This document describes how Ocean assets follow the DID/DDO specification, such that Ocean assets can inherit DID/DDO benefits and enhance interoperability. DIDs and DDOs follow the [specification defined by the World Wide Web Consortium (W3C)](https://w3c-ccg.github.io/did-spec/).
Decentralized identifiers (DIDs) are a type of identifier that enable verifiable, decentralized digital identity. Each DID is associated with a unique entity, and DIDs may represent humans, objects, and more.

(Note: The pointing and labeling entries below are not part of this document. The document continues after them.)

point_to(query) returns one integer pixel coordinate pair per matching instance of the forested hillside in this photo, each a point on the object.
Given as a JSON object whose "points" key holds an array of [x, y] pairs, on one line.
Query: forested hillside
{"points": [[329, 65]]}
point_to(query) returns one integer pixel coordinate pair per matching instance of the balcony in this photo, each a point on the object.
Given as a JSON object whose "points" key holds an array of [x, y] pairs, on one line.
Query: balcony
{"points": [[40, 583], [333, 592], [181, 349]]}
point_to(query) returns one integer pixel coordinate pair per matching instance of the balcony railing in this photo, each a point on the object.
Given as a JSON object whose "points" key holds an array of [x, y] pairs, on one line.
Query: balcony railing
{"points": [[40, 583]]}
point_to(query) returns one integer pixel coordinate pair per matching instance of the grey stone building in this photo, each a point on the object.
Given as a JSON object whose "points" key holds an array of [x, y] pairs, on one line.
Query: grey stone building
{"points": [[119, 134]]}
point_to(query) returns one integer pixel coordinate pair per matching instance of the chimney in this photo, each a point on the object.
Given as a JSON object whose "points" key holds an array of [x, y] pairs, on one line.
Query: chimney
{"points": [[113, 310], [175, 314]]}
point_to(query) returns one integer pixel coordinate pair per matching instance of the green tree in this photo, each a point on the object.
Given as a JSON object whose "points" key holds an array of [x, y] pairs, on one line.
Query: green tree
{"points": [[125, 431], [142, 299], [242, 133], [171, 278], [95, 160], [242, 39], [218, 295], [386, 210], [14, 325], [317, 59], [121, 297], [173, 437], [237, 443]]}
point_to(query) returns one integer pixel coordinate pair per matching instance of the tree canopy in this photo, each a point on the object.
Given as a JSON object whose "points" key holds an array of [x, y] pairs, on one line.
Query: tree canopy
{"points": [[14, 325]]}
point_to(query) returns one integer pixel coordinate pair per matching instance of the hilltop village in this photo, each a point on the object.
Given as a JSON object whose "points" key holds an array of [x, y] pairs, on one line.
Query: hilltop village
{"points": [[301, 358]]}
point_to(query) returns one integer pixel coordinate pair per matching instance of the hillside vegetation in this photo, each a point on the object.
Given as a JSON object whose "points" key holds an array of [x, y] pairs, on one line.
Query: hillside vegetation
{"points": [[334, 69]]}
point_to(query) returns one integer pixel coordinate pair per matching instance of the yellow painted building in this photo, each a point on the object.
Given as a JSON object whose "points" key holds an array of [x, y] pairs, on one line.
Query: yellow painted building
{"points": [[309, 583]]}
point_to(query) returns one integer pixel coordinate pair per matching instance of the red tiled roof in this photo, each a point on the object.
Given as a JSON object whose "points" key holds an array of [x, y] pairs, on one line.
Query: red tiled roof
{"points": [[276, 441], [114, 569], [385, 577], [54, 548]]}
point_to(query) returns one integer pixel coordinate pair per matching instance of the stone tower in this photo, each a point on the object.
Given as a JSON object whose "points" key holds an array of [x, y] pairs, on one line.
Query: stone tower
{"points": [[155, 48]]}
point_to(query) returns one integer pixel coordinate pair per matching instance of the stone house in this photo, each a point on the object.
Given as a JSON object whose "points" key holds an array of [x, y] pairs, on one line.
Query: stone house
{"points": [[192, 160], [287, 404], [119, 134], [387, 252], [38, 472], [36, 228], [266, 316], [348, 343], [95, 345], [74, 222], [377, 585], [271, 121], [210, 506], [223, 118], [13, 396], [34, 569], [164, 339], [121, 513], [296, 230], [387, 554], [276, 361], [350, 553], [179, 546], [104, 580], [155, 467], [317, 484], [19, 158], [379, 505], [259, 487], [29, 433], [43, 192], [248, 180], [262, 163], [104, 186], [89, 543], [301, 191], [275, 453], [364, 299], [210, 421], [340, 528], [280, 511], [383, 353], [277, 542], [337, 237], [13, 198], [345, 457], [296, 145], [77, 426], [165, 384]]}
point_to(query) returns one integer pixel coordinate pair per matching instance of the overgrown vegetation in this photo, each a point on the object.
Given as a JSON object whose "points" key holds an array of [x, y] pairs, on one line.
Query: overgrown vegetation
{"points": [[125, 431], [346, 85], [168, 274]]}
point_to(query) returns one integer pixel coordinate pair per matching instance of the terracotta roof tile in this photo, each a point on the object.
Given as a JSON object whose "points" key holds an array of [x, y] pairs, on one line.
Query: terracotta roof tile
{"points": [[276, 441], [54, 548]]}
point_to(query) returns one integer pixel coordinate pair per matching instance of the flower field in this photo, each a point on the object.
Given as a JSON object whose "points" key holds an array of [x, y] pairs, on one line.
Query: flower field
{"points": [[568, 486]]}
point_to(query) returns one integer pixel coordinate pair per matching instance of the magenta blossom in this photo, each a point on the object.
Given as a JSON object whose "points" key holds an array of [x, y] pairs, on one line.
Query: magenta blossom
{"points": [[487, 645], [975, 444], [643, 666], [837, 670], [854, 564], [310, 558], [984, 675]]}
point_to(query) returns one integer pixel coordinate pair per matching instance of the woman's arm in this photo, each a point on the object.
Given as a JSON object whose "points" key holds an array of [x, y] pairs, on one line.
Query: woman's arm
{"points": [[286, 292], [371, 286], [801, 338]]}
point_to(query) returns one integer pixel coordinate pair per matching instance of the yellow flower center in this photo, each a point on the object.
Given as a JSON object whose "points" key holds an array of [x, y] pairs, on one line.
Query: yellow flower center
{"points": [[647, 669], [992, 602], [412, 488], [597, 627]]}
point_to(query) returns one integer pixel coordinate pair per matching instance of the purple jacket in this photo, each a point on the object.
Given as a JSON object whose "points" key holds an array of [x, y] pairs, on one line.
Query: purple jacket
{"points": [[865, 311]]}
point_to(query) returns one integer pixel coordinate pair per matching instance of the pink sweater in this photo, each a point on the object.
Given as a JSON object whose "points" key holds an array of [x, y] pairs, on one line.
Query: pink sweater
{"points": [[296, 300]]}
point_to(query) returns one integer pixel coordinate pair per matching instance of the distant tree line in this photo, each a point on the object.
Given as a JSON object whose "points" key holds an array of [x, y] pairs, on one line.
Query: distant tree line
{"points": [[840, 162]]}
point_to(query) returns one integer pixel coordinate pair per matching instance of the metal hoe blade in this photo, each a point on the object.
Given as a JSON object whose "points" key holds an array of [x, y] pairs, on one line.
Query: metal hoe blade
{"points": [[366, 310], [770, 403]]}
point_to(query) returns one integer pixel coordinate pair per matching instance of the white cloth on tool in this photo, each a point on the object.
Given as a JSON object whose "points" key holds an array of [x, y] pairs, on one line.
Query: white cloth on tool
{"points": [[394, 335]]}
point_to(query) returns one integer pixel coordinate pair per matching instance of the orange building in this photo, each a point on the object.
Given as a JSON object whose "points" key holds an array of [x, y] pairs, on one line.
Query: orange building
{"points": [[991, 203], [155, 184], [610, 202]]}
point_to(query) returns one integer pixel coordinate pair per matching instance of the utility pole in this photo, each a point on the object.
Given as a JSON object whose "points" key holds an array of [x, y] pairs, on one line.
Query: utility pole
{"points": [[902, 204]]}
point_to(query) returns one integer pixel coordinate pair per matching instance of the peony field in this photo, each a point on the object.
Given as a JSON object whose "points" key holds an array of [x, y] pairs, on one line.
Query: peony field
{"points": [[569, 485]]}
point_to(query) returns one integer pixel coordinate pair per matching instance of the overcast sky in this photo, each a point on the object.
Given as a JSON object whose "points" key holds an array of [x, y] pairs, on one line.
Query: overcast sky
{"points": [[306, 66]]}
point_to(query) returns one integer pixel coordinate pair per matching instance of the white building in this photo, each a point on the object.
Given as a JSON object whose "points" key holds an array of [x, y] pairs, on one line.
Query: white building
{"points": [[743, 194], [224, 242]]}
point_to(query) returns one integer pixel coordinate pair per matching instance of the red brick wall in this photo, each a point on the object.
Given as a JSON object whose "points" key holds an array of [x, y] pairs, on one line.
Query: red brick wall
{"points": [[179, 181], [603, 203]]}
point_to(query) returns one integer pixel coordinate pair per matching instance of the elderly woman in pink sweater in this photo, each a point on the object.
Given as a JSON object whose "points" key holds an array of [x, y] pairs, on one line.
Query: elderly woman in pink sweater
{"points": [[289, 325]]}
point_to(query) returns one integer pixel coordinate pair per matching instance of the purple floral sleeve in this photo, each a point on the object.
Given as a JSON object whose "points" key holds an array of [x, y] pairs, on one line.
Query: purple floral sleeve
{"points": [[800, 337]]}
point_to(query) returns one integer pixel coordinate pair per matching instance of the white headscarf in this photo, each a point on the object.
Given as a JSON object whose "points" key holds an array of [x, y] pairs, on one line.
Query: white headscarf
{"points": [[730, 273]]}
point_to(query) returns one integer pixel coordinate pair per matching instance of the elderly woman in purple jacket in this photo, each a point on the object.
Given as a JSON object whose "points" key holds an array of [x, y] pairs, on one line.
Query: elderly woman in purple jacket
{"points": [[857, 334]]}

An _asset_ in Ocean represents a downloadable file, compute service, or similar. Each asset is a _resource_ under the control of a _publisher_. The Ocean network itself does _not_ store the actual resource (e.g. files).
An _asset_ has a DID and DDO. The DDO should include [metadata](did-ddo.md#metadata) about the asset, and define access in at least one [service](did-ddo.md#services). Only _owners_ or _delegated users_ can modify the DDO.
All DDOs are stored on-chain in encrypted form to be fully GDPR-compatible. A metadata cache like _Aquarius_ can help in reading, decrypting, and searching through encrypted DDO data from the chain. Because the file URLs are encrypted on top of the full DDO encryption, returning unencrypted DDOs e.g. via an API is safe to do as the file URLs will still stay encrypted.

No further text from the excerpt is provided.